Written by Kaoru Mori
Illustrated by Keoru Mori
CMX
I have to admit I was nervous about continuing to read Emma after the ending in Volume 7. Things had wrapped up so well, if a bit too storybook for my usual taste. I knew that the remaining volumes were set in what's now called the Emmaverse, but as with Neil Gaiman returning to the Endless long after Sandman was over (to mixed results, in my opinion), I was worried that I'd have a similar feeling Emma: Better to leave things as they were than to try and continue on and extend the story.
One volume in to the extended stories, the jury is still out, but I'm leaning against these extra tales. They're absolutely gorgeous recreations of Victorian-era London and surrounding areas, but they feel a bit too much like filler and seem to lack the Henry James spirit that followed Emma along for seven volumes. They're just a bit too random (and usually too short) to have the feel of a turn of the century novel.
Context is also an issue here. Mori's strength is not in creating characters who are visually distinctive, so I admit I often had a hard time here trying to piece together just who we were following. Eleanor was the lone exception here, as she gets the length needed to tell a story that seems to fit with the main series without feeling like a deleted scene from the main text. I'd felt sorry for her in the main manga, and it's good to see her finding a way to recover. That's a luxury James never gave his ruined characters, though I sometimes wish he had. She's damaged goods to be sure, within the society that hides her, but Eleanor is going to try and move on. Mori's plotting works well here, and I wouldn't mind seeing one or two more vignettes with Eleanor before the mini-stories wrap up.
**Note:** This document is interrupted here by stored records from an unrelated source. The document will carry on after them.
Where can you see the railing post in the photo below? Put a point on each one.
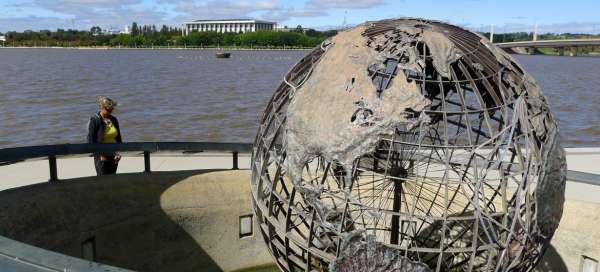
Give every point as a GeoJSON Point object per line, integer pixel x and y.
{"type": "Point", "coordinates": [146, 162]}
{"type": "Point", "coordinates": [53, 169]}
{"type": "Point", "coordinates": [235, 160]}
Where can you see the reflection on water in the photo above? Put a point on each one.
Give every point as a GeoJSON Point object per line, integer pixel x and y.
{"type": "Point", "coordinates": [572, 86]}
{"type": "Point", "coordinates": [47, 95]}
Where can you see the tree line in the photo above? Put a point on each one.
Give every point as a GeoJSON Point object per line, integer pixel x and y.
{"type": "Point", "coordinates": [166, 36]}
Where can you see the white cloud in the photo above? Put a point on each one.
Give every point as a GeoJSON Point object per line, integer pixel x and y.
{"type": "Point", "coordinates": [344, 4]}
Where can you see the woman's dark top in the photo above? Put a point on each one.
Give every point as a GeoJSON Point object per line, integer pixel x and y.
{"type": "Point", "coordinates": [95, 136]}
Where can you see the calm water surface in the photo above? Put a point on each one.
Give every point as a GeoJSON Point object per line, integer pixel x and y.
{"type": "Point", "coordinates": [48, 95]}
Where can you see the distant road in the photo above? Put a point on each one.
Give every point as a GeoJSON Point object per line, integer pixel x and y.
{"type": "Point", "coordinates": [551, 43]}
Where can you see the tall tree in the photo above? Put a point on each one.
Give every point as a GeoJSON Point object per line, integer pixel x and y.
{"type": "Point", "coordinates": [134, 29]}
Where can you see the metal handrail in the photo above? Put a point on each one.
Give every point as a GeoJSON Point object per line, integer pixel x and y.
{"type": "Point", "coordinates": [16, 154]}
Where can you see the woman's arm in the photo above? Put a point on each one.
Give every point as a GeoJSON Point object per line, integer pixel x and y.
{"type": "Point", "coordinates": [119, 139]}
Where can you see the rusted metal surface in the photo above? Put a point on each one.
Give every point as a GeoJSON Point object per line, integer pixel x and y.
{"type": "Point", "coordinates": [414, 138]}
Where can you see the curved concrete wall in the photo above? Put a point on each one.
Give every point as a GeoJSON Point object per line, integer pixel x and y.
{"type": "Point", "coordinates": [165, 221]}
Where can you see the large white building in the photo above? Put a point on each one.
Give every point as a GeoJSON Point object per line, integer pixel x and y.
{"type": "Point", "coordinates": [235, 26]}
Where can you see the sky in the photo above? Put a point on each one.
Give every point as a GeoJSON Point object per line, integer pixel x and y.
{"type": "Point", "coordinates": [575, 16]}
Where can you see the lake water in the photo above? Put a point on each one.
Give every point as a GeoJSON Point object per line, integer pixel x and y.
{"type": "Point", "coordinates": [48, 95]}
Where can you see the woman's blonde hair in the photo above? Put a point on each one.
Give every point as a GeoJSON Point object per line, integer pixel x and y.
{"type": "Point", "coordinates": [106, 102]}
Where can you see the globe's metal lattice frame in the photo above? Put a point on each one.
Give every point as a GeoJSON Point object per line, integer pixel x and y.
{"type": "Point", "coordinates": [474, 188]}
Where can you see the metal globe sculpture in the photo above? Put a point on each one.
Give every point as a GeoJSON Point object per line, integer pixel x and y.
{"type": "Point", "coordinates": [407, 145]}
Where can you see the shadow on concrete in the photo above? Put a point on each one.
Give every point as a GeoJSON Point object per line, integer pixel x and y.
{"type": "Point", "coordinates": [551, 262]}
{"type": "Point", "coordinates": [121, 214]}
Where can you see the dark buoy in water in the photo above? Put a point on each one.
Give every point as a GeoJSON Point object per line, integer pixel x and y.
{"type": "Point", "coordinates": [223, 55]}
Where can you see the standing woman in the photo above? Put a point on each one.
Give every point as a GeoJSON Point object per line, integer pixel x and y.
{"type": "Point", "coordinates": [103, 127]}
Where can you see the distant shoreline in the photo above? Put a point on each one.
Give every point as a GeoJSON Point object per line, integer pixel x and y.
{"type": "Point", "coordinates": [158, 48]}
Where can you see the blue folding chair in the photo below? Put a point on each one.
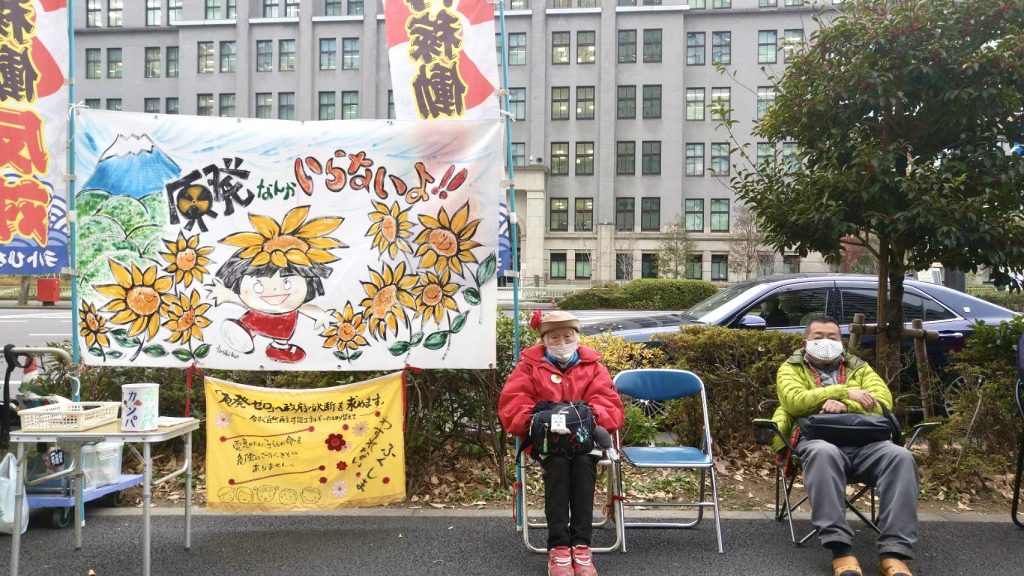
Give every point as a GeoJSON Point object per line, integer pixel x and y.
{"type": "Point", "coordinates": [660, 385]}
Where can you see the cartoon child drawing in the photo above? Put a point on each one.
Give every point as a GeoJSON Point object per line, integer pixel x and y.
{"type": "Point", "coordinates": [274, 274]}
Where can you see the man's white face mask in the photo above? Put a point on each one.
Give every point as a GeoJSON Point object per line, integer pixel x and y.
{"type": "Point", "coordinates": [823, 350]}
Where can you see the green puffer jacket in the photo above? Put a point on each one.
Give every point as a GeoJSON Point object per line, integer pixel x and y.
{"type": "Point", "coordinates": [799, 397]}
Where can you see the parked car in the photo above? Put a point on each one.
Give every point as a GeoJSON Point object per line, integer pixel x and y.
{"type": "Point", "coordinates": [787, 302]}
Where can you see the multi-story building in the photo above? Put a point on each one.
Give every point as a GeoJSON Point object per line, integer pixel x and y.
{"type": "Point", "coordinates": [615, 134]}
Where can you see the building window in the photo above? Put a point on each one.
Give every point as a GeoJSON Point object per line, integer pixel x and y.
{"type": "Point", "coordinates": [583, 271]}
{"type": "Point", "coordinates": [204, 105]}
{"type": "Point", "coordinates": [517, 48]}
{"type": "Point", "coordinates": [560, 103]}
{"type": "Point", "coordinates": [719, 268]}
{"type": "Point", "coordinates": [585, 103]}
{"type": "Point", "coordinates": [651, 162]}
{"type": "Point", "coordinates": [720, 159]}
{"type": "Point", "coordinates": [153, 60]}
{"type": "Point", "coordinates": [584, 216]}
{"type": "Point", "coordinates": [517, 103]}
{"type": "Point", "coordinates": [585, 159]}
{"type": "Point", "coordinates": [204, 63]}
{"type": "Point", "coordinates": [264, 105]}
{"type": "Point", "coordinates": [327, 104]}
{"type": "Point", "coordinates": [648, 264]}
{"type": "Point", "coordinates": [694, 268]}
{"type": "Point", "coordinates": [286, 106]}
{"type": "Point", "coordinates": [558, 214]}
{"type": "Point", "coordinates": [694, 48]}
{"type": "Point", "coordinates": [694, 104]}
{"type": "Point", "coordinates": [694, 159]}
{"type": "Point", "coordinates": [652, 45]}
{"type": "Point", "coordinates": [558, 265]}
{"type": "Point", "coordinates": [721, 48]}
{"type": "Point", "coordinates": [652, 100]}
{"type": "Point", "coordinates": [559, 47]}
{"type": "Point", "coordinates": [625, 211]}
{"type": "Point", "coordinates": [693, 214]}
{"type": "Point", "coordinates": [286, 55]}
{"type": "Point", "coordinates": [264, 55]}
{"type": "Point", "coordinates": [626, 108]}
{"type": "Point", "coordinates": [624, 265]}
{"type": "Point", "coordinates": [766, 99]}
{"type": "Point", "coordinates": [227, 105]}
{"type": "Point", "coordinates": [767, 46]}
{"type": "Point", "coordinates": [329, 53]}
{"type": "Point", "coordinates": [93, 13]}
{"type": "Point", "coordinates": [627, 50]}
{"type": "Point", "coordinates": [518, 154]}
{"type": "Point", "coordinates": [172, 62]}
{"type": "Point", "coordinates": [153, 17]}
{"type": "Point", "coordinates": [349, 53]}
{"type": "Point", "coordinates": [586, 46]}
{"type": "Point", "coordinates": [650, 214]}
{"type": "Point", "coordinates": [228, 56]}
{"type": "Point", "coordinates": [93, 63]}
{"type": "Point", "coordinates": [349, 105]}
{"type": "Point", "coordinates": [115, 64]}
{"type": "Point", "coordinates": [720, 214]}
{"type": "Point", "coordinates": [115, 16]}
{"type": "Point", "coordinates": [721, 104]}
{"type": "Point", "coordinates": [560, 158]}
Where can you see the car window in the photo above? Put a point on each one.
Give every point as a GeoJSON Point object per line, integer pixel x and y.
{"type": "Point", "coordinates": [790, 309]}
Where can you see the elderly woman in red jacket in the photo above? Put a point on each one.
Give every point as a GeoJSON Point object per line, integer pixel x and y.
{"type": "Point", "coordinates": [559, 369]}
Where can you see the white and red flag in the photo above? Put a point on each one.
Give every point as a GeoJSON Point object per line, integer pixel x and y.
{"type": "Point", "coordinates": [443, 63]}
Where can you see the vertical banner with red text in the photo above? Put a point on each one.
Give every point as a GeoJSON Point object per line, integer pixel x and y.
{"type": "Point", "coordinates": [443, 64]}
{"type": "Point", "coordinates": [33, 136]}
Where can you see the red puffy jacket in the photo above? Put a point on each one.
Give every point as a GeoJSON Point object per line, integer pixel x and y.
{"type": "Point", "coordinates": [536, 379]}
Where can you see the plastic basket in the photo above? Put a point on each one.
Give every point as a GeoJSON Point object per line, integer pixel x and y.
{"type": "Point", "coordinates": [69, 416]}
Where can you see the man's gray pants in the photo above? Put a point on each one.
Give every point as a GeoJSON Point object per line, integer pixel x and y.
{"type": "Point", "coordinates": [889, 467]}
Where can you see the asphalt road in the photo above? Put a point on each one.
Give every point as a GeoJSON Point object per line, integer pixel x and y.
{"type": "Point", "coordinates": [385, 542]}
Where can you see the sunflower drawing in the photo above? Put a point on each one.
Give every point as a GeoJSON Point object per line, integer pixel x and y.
{"type": "Point", "coordinates": [135, 297]}
{"type": "Point", "coordinates": [433, 295]}
{"type": "Point", "coordinates": [186, 259]}
{"type": "Point", "coordinates": [446, 243]}
{"type": "Point", "coordinates": [347, 334]}
{"type": "Point", "coordinates": [293, 241]}
{"type": "Point", "coordinates": [91, 326]}
{"type": "Point", "coordinates": [184, 317]}
{"type": "Point", "coordinates": [387, 297]}
{"type": "Point", "coordinates": [390, 229]}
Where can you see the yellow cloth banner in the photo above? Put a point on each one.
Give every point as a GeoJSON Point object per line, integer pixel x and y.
{"type": "Point", "coordinates": [271, 449]}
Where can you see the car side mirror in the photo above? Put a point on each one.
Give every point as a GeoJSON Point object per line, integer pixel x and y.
{"type": "Point", "coordinates": [753, 322]}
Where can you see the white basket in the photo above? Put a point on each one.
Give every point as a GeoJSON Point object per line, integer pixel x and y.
{"type": "Point", "coordinates": [69, 416]}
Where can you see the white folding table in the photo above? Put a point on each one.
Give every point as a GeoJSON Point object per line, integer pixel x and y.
{"type": "Point", "coordinates": [73, 442]}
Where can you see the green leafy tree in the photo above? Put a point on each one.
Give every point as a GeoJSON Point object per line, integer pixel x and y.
{"type": "Point", "coordinates": [903, 114]}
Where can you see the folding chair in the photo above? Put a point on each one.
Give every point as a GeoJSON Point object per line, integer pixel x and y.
{"type": "Point", "coordinates": [660, 385]}
{"type": "Point", "coordinates": [785, 478]}
{"type": "Point", "coordinates": [520, 507]}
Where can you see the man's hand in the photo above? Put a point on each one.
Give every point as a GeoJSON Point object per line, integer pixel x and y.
{"type": "Point", "coordinates": [862, 398]}
{"type": "Point", "coordinates": [833, 407]}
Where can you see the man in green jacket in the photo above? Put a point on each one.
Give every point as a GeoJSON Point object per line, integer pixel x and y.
{"type": "Point", "coordinates": [820, 378]}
Less strong is the prequel that opens the book, which gives depth to Emma's visit to the Crystal Palace but also raises more questions than it answers in terms of continuity. If her original benefactor started so poor, how did she ever afford all she had by the end? The historical setting is amazingly rendered, but it feels like that was the whole point of the story, which is a big mistake and doesn't add anything to the universe.
The final few chapters don't really stand out, except to show additional contextual research by Mori about the lives of ordinary Victorians. They're okay, but because of the rendering of the characters themselves, I had a hard time trying to piece them into Emma's world. Since this is set in Emma's universe, my inability to mesh them into what came before really hurt any enjoyment I got out of the plots, such as they were. It felt like I could have read them as belonging anywhere, not necessarily linked to the events of Emma, and that was disappointing to me.
Overall, Emma Volume 8 was not as good as I'd hoped it would be. The effect was rather like the filler stories by starting writers/artists in an old superhero annual. They tried hard, but weren't ready to be part of the main body of comic book work. If you never read them, you wouldn't miss much, other than to maybe see what a certain artist's style looked like in their first published work. In the case of Mori, these are ideas that she had that weren't important enough to be included in the main cannon, and often I can see why. Especially given the fact that Emma is now out of print, I'd only recommend this volume for those who are absolutely in love with the series. Even then, it might be a bit of a let down, as it was for me. Hopefully, Volume 9 will be a bit closer to what I've come to expect from Mori in terms of storytelling.